Effects of enzymatically modified chestnut starch on the gut microbiome, microbial metabolome, and transcriptome of diet-induced obese mice

Modification of chestnut starch with amylosucrase from Deinococcus geothermalis (DGAS) increases the proportion of resistant starch. DGAS-modified chestnut starch (DMCS) attenuates obesity in diet-induced obese mice via a receptor of short chain fatty acids (SCFAs), G-protein-coupled receptor 43. SCFAs are gut microbial metabolites produced by fermenting resistant starch and have key roles in the obesity-ameliorating effects of DMCS. Here, we evaluated the mechanical links among DMCS-induced changes in the gut microbiota, consequent production of microbial metabolites, and host genetic responses. Supplementation with DMCS altered the proportions of cecal microbiota, such as Ruminococcaceae and Bacteroides; microbial metabolites, such as acetic acid; and some carbohydrate metabolites. DMCS also induced changes in the expression of some genes in cecal epithelial cells, including genes involved in energy production, the cell cycle, and cellular junctions.
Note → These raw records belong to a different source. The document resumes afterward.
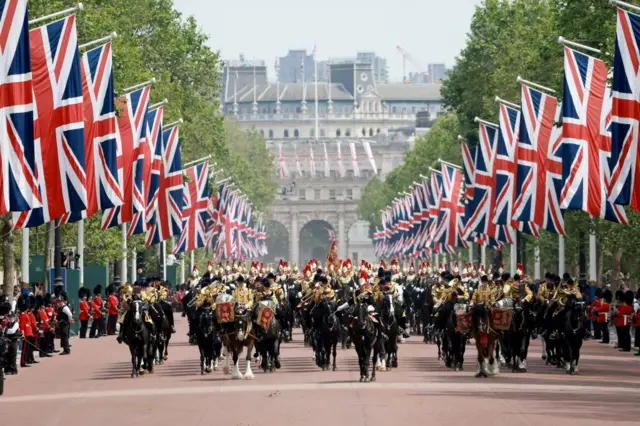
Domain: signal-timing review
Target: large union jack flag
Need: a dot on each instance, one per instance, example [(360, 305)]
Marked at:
[(195, 213), (101, 156), (586, 145), (625, 177), (505, 171), (18, 182), (147, 173), (539, 176), (451, 230), (131, 127), (167, 206), (60, 155)]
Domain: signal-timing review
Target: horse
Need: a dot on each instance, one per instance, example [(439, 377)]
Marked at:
[(365, 338), (206, 337), (328, 329), (162, 332), (268, 337), (573, 331), (138, 339), (236, 335), (485, 338), (388, 317)]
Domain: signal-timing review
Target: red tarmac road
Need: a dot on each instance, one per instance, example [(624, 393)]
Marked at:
[(93, 387)]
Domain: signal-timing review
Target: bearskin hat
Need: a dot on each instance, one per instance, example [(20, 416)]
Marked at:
[(5, 308), (629, 298)]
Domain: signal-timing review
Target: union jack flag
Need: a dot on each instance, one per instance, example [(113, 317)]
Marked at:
[(539, 176), (586, 146), (147, 173), (131, 127), (167, 206), (625, 177), (101, 156), (505, 171), (60, 155), (18, 182), (451, 230), (195, 214)]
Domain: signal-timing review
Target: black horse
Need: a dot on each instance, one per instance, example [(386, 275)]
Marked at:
[(138, 339), (327, 328), (268, 339), (365, 338), (206, 337)]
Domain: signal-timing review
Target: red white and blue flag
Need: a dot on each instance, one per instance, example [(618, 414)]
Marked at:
[(586, 145), (131, 132), (166, 207), (195, 214), (59, 123), (101, 144), (18, 183), (539, 176), (624, 188)]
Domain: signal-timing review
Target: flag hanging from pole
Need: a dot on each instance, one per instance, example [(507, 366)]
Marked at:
[(60, 155), (18, 182)]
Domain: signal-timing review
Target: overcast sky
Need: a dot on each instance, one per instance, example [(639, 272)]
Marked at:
[(432, 31)]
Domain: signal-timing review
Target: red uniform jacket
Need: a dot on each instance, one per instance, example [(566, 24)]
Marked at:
[(623, 315), (44, 319), (96, 306), (113, 305), (603, 311), (34, 324), (84, 310), (25, 325)]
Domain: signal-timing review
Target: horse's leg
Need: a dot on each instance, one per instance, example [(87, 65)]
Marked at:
[(235, 374)]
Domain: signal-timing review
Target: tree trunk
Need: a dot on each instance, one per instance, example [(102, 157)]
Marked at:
[(9, 264), (48, 249)]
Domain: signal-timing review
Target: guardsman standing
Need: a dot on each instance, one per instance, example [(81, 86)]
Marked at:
[(112, 305), (84, 312)]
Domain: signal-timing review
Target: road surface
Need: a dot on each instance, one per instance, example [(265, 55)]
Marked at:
[(93, 387)]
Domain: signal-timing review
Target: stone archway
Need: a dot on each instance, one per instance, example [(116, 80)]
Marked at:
[(277, 242), (315, 240), (359, 243)]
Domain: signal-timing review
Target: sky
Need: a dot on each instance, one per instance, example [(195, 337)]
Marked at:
[(431, 31)]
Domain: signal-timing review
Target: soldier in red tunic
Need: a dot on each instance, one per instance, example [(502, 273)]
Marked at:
[(83, 295)]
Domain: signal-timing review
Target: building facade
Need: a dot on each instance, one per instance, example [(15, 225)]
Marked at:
[(321, 178)]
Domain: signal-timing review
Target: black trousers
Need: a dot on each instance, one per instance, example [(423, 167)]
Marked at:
[(84, 325), (604, 328), (624, 337), (64, 338), (111, 324)]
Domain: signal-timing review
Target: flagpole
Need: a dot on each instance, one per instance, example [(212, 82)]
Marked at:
[(25, 258), (123, 264), (561, 261)]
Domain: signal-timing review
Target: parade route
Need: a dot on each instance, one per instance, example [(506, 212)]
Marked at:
[(93, 386)]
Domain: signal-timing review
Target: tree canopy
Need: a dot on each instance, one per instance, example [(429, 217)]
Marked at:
[(507, 39)]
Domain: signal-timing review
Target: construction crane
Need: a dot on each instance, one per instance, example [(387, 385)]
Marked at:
[(407, 57)]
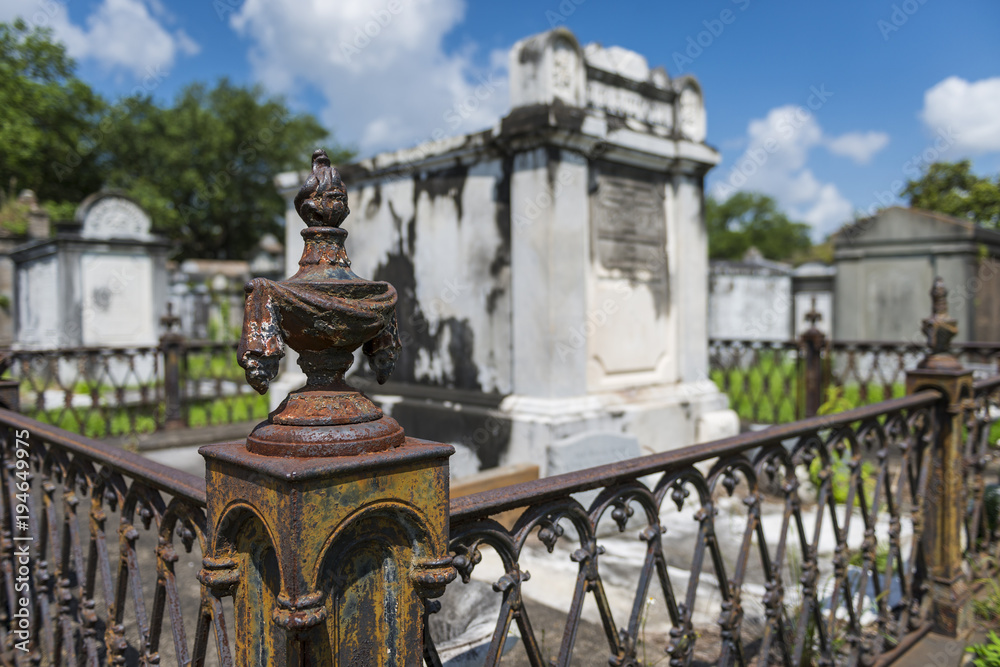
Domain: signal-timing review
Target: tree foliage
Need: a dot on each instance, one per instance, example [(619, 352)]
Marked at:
[(952, 188), (47, 118), (202, 166), (748, 219)]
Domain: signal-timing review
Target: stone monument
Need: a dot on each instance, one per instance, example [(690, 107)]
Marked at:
[(553, 269), (102, 282)]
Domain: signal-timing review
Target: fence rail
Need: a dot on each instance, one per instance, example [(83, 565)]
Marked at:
[(778, 585), (806, 543), (104, 544)]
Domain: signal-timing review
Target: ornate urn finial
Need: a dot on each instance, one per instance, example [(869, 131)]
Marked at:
[(813, 316), (324, 312), (939, 329)]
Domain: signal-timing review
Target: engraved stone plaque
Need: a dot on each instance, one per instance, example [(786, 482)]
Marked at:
[(627, 218)]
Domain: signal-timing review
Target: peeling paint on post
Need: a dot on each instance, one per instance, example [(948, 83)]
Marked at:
[(329, 526), (944, 507)]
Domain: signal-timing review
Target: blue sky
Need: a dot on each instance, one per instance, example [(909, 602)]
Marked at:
[(900, 82)]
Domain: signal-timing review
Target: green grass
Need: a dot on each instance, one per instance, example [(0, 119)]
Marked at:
[(95, 424), (766, 392), (227, 410)]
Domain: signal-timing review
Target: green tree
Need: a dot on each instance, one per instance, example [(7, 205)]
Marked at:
[(748, 219), (204, 166), (48, 119), (952, 188)]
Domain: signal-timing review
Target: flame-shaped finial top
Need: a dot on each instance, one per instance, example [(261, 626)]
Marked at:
[(939, 297), (939, 329), (322, 201)]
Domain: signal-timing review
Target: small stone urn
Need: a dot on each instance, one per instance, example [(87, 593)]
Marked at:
[(325, 312)]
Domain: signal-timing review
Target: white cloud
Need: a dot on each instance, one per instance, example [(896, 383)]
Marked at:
[(119, 34), (859, 146), (380, 64), (971, 111), (774, 163)]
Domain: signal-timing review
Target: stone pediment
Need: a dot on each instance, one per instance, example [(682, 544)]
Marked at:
[(109, 215), (607, 81)]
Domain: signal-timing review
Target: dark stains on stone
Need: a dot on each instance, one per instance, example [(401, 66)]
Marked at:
[(441, 183), (411, 234), (493, 297), (628, 227), (415, 330), (500, 264), (616, 122), (373, 205)]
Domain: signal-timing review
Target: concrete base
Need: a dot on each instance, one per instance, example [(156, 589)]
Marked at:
[(520, 429)]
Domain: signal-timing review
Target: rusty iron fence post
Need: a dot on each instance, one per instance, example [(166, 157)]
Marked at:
[(172, 349), (944, 507), (328, 526), (10, 390), (812, 342)]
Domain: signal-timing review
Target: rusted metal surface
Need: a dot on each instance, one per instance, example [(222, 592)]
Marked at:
[(324, 312), (981, 479), (890, 482), (813, 346), (763, 467), (328, 526), (108, 537), (770, 382)]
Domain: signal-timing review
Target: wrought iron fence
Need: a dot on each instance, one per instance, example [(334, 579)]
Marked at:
[(772, 577), (761, 378), (97, 391), (100, 548), (214, 389), (980, 480), (106, 392), (768, 382), (802, 544)]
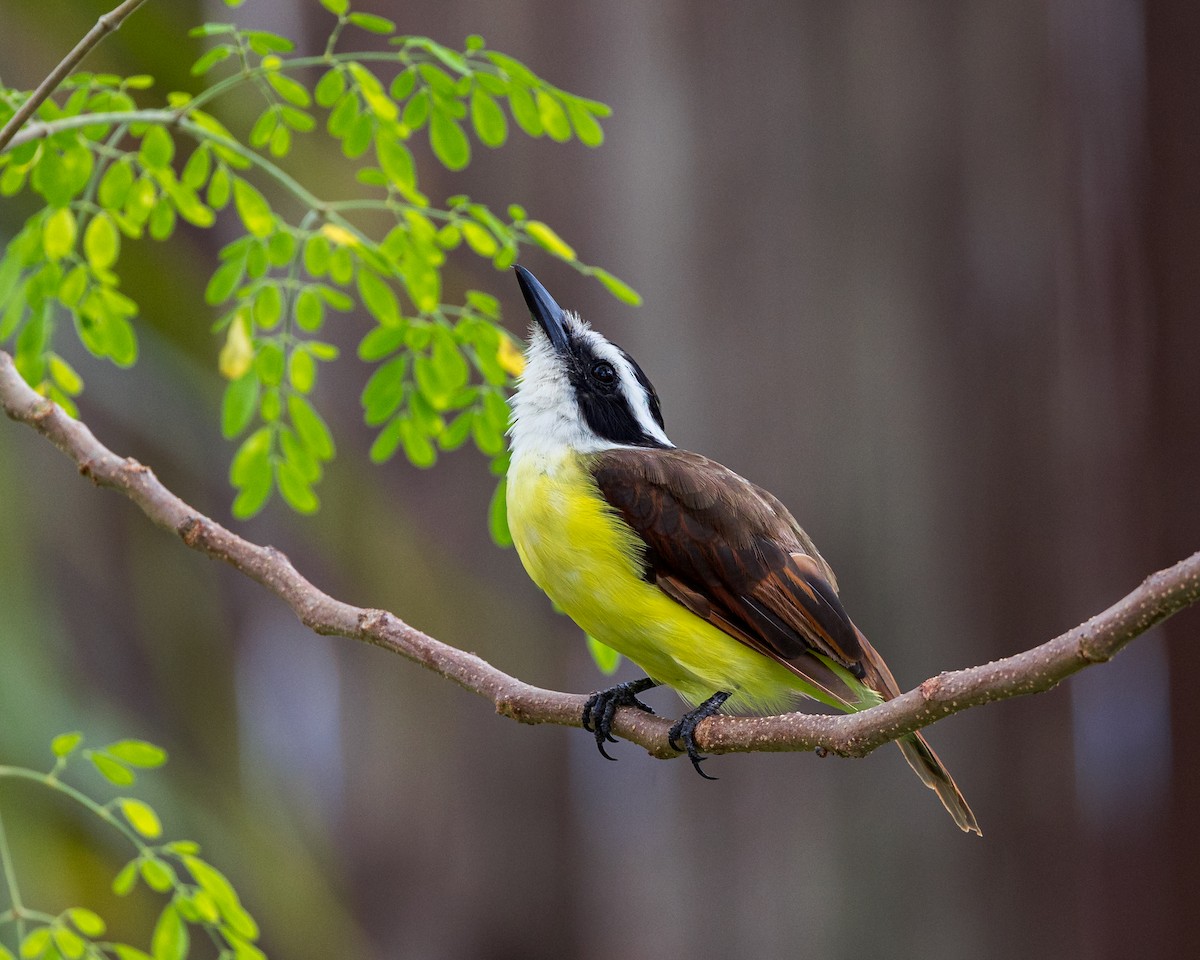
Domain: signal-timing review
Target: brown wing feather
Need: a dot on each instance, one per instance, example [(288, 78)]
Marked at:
[(733, 555)]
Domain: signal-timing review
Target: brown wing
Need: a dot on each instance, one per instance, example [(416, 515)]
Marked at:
[(735, 556)]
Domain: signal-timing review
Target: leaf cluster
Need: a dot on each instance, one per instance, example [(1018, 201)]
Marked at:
[(111, 171), (198, 900)]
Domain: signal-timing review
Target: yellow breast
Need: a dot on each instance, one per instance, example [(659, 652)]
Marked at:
[(588, 562)]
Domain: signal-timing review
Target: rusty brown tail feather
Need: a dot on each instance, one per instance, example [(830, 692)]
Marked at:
[(929, 768), (916, 749)]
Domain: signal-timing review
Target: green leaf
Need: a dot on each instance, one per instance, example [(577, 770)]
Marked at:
[(256, 487), (295, 489), (88, 922), (317, 253), (311, 427), (371, 23), (36, 942), (157, 149), (498, 516), (417, 111), (381, 342), (281, 247), (59, 233), (618, 288), (210, 59), (66, 743), (268, 306), (238, 405), (157, 874), (169, 940), (101, 241), (141, 816), (330, 88), (112, 771), (301, 371), (396, 161), (114, 185), (549, 240), (126, 879), (587, 129), (384, 391), (553, 118), (69, 942), (269, 363), (525, 111), (125, 952), (487, 118), (402, 84), (252, 208), (225, 281), (138, 753), (378, 298), (418, 448), (387, 443), (449, 143), (162, 219), (264, 42), (479, 239), (293, 91), (605, 658), (190, 207), (65, 376), (214, 883)]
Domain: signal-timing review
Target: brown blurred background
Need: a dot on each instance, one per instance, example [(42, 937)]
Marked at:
[(927, 270)]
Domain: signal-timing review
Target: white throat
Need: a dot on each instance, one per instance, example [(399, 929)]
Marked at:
[(546, 418)]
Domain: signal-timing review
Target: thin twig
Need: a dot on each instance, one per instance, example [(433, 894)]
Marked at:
[(1030, 672), (105, 25)]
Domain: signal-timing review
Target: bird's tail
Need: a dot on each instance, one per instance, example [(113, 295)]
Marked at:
[(933, 774), (916, 748)]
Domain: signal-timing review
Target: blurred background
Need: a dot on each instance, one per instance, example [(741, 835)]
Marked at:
[(928, 271)]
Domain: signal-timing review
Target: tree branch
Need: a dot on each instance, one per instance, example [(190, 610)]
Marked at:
[(103, 27), (857, 735)]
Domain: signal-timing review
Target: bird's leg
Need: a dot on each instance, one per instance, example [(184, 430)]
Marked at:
[(683, 735), (603, 706)]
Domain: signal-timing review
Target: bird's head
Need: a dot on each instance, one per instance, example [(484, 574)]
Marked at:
[(579, 390)]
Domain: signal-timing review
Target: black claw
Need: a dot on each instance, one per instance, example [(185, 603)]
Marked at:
[(601, 709), (682, 735)]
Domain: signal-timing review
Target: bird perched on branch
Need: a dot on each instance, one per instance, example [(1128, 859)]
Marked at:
[(700, 577)]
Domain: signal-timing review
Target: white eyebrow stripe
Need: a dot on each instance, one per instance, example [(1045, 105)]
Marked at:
[(636, 397)]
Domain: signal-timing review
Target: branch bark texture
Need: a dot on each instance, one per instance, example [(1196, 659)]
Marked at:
[(103, 27), (853, 736)]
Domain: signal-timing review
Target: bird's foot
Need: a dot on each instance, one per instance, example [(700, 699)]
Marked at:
[(683, 735), (603, 706)]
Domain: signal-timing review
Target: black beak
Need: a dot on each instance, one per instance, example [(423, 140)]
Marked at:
[(543, 309)]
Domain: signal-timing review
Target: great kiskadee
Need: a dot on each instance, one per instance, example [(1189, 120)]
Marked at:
[(700, 577)]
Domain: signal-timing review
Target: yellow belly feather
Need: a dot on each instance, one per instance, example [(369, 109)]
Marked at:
[(588, 562)]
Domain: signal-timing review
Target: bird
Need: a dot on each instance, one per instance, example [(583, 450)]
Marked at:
[(696, 575)]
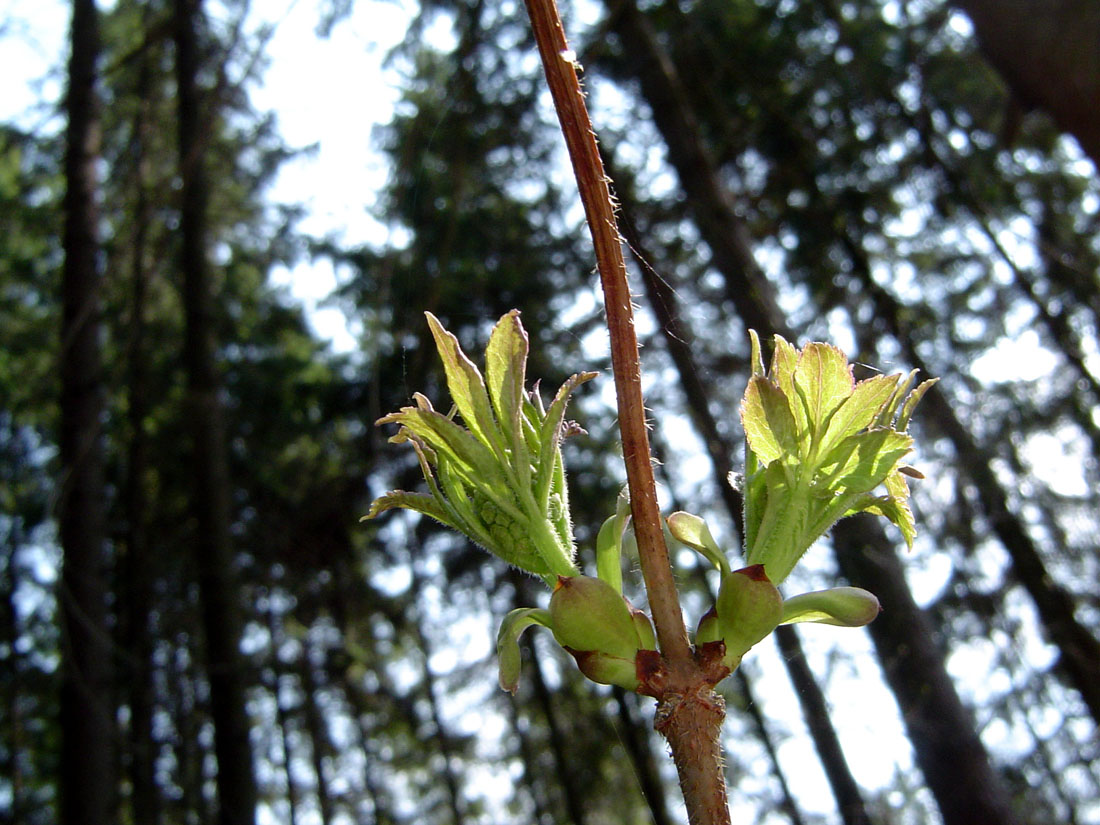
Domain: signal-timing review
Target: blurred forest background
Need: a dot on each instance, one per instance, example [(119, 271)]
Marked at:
[(194, 626)]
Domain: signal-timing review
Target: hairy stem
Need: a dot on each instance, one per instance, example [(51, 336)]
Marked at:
[(689, 714), (595, 195)]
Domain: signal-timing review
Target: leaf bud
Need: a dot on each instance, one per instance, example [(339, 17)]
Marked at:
[(749, 607), (600, 628)]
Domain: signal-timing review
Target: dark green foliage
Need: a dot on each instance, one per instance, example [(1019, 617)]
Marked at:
[(867, 154)]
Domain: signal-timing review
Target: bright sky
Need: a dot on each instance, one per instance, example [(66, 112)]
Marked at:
[(333, 92), (330, 92)]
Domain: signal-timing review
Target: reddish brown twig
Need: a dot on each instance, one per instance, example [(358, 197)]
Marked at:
[(689, 712)]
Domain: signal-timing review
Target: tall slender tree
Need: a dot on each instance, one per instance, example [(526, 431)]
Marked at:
[(88, 739), (213, 553)]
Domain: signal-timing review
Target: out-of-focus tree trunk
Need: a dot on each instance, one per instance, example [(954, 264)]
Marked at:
[(88, 738), (221, 613), (136, 576), (320, 743), (1048, 54), (914, 667), (678, 340)]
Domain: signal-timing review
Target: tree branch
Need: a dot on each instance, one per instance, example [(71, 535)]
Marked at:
[(560, 68), (689, 712)]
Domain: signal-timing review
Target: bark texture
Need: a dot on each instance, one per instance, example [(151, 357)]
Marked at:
[(88, 738), (967, 790)]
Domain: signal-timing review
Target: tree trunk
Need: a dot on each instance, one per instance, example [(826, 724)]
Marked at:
[(925, 694), (952, 757), (221, 614), (849, 801), (678, 340), (88, 739), (1048, 54), (136, 569), (1079, 651)]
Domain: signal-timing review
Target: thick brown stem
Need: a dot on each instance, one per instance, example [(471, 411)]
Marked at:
[(558, 61), (690, 713)]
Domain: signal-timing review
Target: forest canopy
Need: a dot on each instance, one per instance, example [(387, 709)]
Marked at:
[(195, 625)]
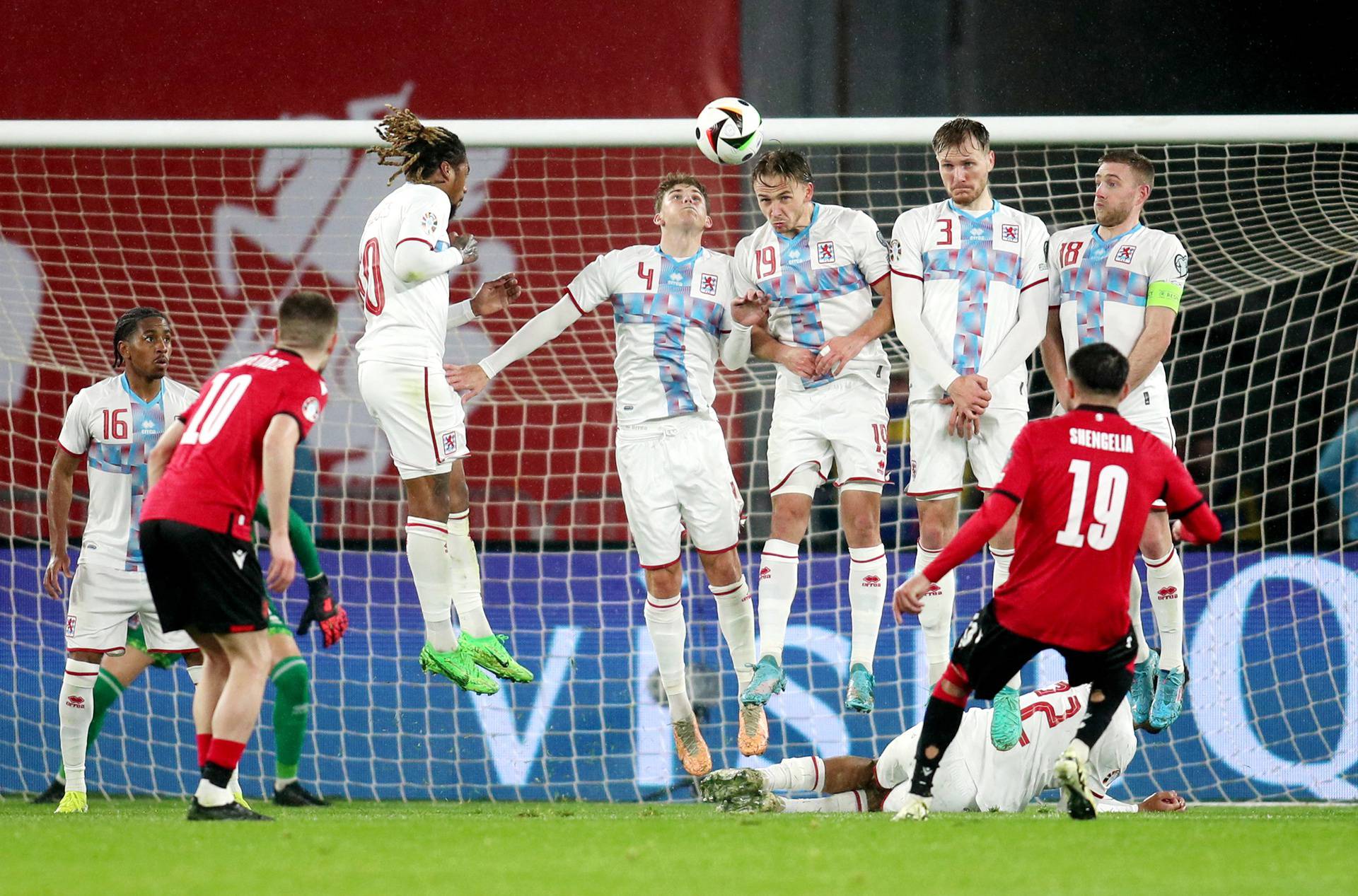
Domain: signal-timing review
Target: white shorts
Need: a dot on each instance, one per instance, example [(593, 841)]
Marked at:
[(677, 475), (101, 603), (419, 413), (937, 458), (953, 789), (844, 422)]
Changes in the gut microbiota, microbial metabolites, and host gene expression were found to be significantly correlated. Our findings demonstrated the integrated and incorporated association among the gut microbiota, their beneficial metabolites, and the host transcriptome, which contributed to clarifying the anti-obesity effects of DMCS as a prebiotic. Therefore, fortifying resistant starch by modification of chestnut starch using DGAS may be a good strategy in the functional food industry. •Acetic acid as a mediator of the health-benefit was produced by gut microbiota by fermenting resistant starch in DMCS.•Identification of the prebiotic characteristics of DMCS through multi-omics analyses.•Increased expression of genes related to cell cycle and cell components in DMCS-supplemented mice.•The activation of energy production mechanism by gut microbial metabolites acetic acid in DMCS-supplemented mice.